Trust, but verify - using AI tools in public

10 February 2026

With access to AI tools I can create, work on and contribute to (software) projects that I have no business creating, working on or contributing to. This is fantastic! It also creates a dilemma.

In the days before AI tools, adding a feature to a browser extension would be something that I could probably do, but would not. I know very little about browser extensions. How they are created, how they work, how to make them do stuff, etc. I could teach myself, but I would probably have to set aside a day or two to get something working. Unfortunately this means I would not build the feature I was missing because two days for a speculative, little tweak is too much investment. In particular because I do not want to become a regular contributor to browser extensions.

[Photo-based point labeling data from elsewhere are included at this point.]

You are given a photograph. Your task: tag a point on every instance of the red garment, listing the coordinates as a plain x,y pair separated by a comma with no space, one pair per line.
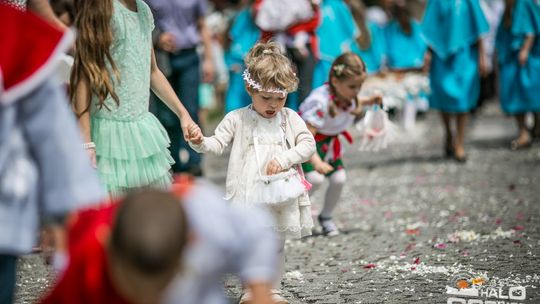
28,52
309,26
87,280
335,143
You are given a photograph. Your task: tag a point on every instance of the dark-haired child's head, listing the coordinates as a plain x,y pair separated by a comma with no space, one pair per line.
146,243
64,10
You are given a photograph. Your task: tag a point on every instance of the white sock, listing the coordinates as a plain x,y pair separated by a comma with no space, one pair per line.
316,179
281,264
333,193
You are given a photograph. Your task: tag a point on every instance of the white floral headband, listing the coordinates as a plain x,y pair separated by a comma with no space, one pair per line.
257,86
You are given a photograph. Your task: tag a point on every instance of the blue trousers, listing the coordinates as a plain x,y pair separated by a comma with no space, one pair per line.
185,79
8,265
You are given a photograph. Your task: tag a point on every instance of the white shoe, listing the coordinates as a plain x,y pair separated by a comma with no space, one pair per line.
328,226
277,298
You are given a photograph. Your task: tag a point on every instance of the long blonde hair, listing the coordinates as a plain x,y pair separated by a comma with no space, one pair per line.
94,39
270,68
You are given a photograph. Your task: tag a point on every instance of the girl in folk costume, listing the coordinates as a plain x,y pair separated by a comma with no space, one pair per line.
114,69
518,50
452,30
329,111
268,144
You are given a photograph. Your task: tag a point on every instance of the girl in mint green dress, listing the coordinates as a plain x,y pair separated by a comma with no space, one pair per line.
113,73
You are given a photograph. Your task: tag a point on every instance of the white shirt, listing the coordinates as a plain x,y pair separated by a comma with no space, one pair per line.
314,110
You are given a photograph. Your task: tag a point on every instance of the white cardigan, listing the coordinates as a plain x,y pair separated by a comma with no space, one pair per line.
237,127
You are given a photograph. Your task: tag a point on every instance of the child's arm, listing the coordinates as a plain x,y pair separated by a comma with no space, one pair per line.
217,143
81,106
525,49
304,143
318,164
162,88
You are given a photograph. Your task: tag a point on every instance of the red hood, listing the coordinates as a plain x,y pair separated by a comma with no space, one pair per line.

I work on scikit-learn as a maintainer. It is part of my day job! Yet there are parts of the library that contain algorithms I do not know much about. Or estimators that use parts of linear algebra that I have not thought about since university. I can make changes to these parts or review contributions made by others. It requires quite a bit of investment though as I have to remind myself of things that are stored somewhere at the back of my brain.

The examples continue. With AI tools it becomes feasible to do all these things. If I can think of it, I can build it. At least a first prototype. Once there is a prototype it is much easier to decide if you want to invest more time or not. Often the "prototype" is super good enough. For the browser extension I had something that showed it would work and be useful within ten minutes. And I participated in a meeting for those ten minutes, so I did not fully concentrate on the work. Instead I wrote down what the goal was and asked an AI tool to research the topic and then make a plan for implementation.

The problem with all this is: how do I verify that what AI created for me works the way that I think it does? For a browser extension tweak that only I use I can manually test the feature. Do they fulfill accessibility standards and are the CSS selectors used robust enough? I have no idea, I am not even sure how to check. Or what other questions to ask. For changes to complex algorithms in scikit-learn it is even harder to know what questions to ask.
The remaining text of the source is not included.